As shown in fig. 2, the calculation process of the exponential function circuit:
(1) The input x i or x i -f_ln is multiplied by the fixed-point constant log 2 e to obtain a fixed-point output { u i,vi }, where u i is the integer portion and v i is the fractional portion, where-1<v i <1.
(2) The f (v i)=vi +b) is used for performing function fitting calculation 2 v, and although x i is larger than or equal to 0, x i -f_ln has a positive value and a negative value, so that a piecewise function fitting is needed to be used for determining a coefficient of 0.9919 according to different fitting parameters b 1 or b 2 of positive and negative gating of u i, piecewise intervals are (-1, 0) and [0, 1), for example, if the input is 16-bit fixed point number decimal bit width is 4, b 1=6'b01_0100,b2 =6' b00_1111 and [0,1 ] interval fitting is taken. The coefficients are slightly worse in the (-1, 0) interval, f (v i)=a*vi +b) can be used to improve accuracy in the (-1, 0) interval by piecewise fitting, where a=0.4966, b= 0.9711, for example, the input is 16-bit fixed point number decimal place width is 4, a is realized by right shifting v i by one bit, no additional cost is left on hardware, b 2 =6' b00_1111 is taken, and the fitting is determined to be 0.9909.

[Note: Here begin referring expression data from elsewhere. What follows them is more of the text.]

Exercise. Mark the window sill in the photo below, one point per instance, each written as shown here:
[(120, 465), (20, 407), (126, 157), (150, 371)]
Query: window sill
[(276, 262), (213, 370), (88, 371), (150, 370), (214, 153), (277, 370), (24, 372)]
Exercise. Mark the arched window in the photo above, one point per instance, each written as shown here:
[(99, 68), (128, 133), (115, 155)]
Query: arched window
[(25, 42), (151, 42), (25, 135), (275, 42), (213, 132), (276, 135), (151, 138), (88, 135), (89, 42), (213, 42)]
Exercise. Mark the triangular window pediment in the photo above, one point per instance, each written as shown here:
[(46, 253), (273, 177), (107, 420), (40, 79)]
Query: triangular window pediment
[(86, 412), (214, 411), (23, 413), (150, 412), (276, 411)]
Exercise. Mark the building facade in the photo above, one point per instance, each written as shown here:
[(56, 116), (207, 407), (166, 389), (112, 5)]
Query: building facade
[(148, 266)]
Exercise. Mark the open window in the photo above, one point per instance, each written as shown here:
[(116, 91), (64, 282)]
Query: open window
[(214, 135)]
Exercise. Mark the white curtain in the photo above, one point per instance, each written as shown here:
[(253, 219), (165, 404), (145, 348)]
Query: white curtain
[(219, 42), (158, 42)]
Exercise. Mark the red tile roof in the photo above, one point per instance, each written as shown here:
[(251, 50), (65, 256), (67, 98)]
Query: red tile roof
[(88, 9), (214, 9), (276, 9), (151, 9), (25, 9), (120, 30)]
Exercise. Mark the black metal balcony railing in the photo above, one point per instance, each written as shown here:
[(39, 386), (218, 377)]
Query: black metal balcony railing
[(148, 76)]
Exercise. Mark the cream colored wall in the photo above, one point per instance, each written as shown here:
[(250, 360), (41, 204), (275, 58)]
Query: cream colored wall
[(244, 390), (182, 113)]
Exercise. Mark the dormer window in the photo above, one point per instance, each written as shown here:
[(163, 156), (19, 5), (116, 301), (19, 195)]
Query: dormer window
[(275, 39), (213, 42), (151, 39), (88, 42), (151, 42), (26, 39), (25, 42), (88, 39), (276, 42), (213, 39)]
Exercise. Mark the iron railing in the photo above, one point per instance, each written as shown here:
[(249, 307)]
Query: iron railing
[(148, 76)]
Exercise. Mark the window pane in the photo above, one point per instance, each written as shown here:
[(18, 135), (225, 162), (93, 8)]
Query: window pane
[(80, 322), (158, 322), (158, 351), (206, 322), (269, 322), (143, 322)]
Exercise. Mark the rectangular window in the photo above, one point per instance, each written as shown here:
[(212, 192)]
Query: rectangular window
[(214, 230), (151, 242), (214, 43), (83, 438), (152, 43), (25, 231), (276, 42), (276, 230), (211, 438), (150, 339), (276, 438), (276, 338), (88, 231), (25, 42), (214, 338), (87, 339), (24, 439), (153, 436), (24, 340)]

(3) Judging positive and negative through the highest sign bit of u i, if the sign bit is negative, inverting and adding one to obtain an absolute value, gating, and performing left shift or right shift on the 2 v calculated in the step (2) according to the positive and negative of u i to obtain a final exponential function calculation result:
as shown in fig. 3, the calculation process of the logarithmic function circuit:
(1) The LOD is used to obtain an intermediate value t where the most significant bit of the input f is located at 1 and the other bits are 0.
(2) And decoding the input t by using a decoder to obtain an index w where the f most significant bit is located.
(3) The input f is shifted to the right by w bits using a shifter to get k, where k e (1, 2).
(4) The adder is used to calculate log 2k:log2k≈k+b2, where b 2 is a constant, such as a fixed point number system, and the total bit width of the output f_ln of the logarithmic function circuit is 6 decimal places and 4, then b= -0.9485 is taken to be b=6' b11.0001 after being fixed, and the fitting determination coefficient is 0.9906.
(5) Adding w to log 2 k obtained by the function fitting calculation in the step (4), and multiplying ln2 by the accumulated value by using a constant multiplier to obtain a final log function calculation result that ln (f) =ln2log 2f=ln2*(w+log2 k
The invention adopts the equivalent transformation of the functions, the replacement of the exponentiation base number and the logarithmic base number, the fitting of the functions, the serial accumulation and the multiplexing of the exponential operation units, only uses a limited basic operation logic unit to realize complex functions, converts the combination of the exponentiation function and the division of the original functions into the combination of the exponentiation function and the logarithmic function, simultaneously carries out the function fitting with controllable precision according to the operation characteristics and the data range, saves a great amount of calculation time and iteration process, and effectively reduces the hardware realization area and the power consumption cost by utilizing the multiplexing of the serial accumulation and the function unit.